At GCSE we aim to provide a demanding and flexible curriculum.
Preparation for GCSE takes two years: the examinations are not designed to be taken in less time, partly because of the content and the skills that have to be developed, and partly because a major element is coursework, i.e. the work done throughout the two years of study. For this reason, everyone starting a course is advised that it is important to make the right choice, and that changing from one course to another is difficult, except at the very beginning.
The following subjects are compulsory for all pupils:
English Language or English Language and Literature
English as an Additional Language (for international students)
Science (Double Award)
Personal, Social and Health Education (PSHE)
Careers Guidance and Study Skills
Offered in the core is English Language or English Language and Literature; the teaching of this subject is an integral part of the English curriculum and could lead to a double grade GCSE. Some pupils might be unable to cope with the additional demands of English Language and Literature and may be advised not to take it.
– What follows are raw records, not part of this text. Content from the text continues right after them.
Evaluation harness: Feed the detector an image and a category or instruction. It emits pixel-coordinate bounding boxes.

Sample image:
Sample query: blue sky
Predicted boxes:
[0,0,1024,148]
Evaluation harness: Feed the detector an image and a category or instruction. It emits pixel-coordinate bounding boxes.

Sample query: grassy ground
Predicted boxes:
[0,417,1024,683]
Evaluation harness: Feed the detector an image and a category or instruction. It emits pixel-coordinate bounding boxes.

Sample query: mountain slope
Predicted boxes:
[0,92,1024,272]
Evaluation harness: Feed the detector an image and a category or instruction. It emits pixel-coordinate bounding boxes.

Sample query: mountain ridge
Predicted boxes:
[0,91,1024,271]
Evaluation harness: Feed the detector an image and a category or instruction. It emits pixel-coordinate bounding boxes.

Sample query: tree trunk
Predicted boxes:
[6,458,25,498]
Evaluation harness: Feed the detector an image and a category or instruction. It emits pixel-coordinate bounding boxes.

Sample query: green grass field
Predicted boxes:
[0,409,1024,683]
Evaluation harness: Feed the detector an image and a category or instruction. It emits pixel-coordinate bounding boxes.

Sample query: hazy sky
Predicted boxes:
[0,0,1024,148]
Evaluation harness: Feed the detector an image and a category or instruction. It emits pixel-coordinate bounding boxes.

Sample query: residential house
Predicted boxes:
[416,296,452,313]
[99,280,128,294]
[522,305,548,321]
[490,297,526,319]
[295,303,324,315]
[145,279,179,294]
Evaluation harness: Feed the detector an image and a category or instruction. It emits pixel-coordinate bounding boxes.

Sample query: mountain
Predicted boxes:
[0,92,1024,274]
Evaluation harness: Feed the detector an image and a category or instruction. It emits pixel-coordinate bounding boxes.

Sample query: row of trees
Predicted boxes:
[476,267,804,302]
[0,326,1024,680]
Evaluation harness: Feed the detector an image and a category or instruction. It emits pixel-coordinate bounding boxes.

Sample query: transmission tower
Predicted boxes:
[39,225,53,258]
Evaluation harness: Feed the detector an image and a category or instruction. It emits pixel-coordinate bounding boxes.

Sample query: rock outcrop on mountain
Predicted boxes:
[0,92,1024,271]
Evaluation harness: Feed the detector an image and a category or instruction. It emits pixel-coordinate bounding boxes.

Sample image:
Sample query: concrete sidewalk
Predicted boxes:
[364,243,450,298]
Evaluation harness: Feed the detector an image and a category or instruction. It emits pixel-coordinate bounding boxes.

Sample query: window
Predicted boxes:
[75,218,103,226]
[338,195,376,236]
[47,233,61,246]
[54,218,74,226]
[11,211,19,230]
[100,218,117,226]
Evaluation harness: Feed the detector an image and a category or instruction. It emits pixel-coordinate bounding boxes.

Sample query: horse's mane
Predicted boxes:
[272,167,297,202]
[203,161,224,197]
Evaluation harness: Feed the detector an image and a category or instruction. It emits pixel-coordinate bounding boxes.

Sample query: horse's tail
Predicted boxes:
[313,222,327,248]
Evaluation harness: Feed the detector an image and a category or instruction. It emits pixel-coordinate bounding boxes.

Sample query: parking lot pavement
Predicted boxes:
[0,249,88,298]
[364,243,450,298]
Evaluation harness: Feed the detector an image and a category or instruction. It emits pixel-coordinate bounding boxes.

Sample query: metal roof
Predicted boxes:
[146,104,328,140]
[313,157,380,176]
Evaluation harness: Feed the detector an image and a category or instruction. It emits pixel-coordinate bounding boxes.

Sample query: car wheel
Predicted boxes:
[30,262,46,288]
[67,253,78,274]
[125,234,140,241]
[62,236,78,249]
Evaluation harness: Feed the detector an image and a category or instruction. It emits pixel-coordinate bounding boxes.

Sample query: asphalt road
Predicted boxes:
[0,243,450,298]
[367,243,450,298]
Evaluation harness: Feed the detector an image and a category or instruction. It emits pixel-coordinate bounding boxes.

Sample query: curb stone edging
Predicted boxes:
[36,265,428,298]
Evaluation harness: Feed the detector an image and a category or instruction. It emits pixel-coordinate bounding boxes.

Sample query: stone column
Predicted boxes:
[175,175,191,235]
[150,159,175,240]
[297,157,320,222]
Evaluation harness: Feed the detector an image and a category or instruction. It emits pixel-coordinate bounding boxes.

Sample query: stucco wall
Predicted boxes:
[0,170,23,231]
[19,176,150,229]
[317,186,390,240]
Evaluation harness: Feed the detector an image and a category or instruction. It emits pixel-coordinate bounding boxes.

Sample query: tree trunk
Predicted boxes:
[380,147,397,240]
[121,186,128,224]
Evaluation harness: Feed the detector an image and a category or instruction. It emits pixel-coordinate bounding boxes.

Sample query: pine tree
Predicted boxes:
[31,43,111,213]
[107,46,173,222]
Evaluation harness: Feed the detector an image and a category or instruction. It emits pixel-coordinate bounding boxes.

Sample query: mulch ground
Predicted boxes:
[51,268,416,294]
Science is offered as a double or triple grade subject.
The remainder of a pupil’s course is made up of 14 optional subjects.
These may be chosen from a range of subjects that will be arranged in FOUR blocks that allow a number of choices. These subjects will be defined by pupil choice. This could allow a subject in heavy demand to repeat in another column and therefore increase the combinations available. This will enable every pupil to sit up to a maximum of nine GCSE examinations. We are sometimes asked why pupils do not take more subjects: the answer is that a total of nine passes is more than enough to meet the needs of any situation in the future, and that what matters is the standard of grades, not the number of qualifications.
The most important point to bear in mind when deciding which subjects to take in Year 10 is balance.
Career aspirations are important, as is the enjoyment of a subject.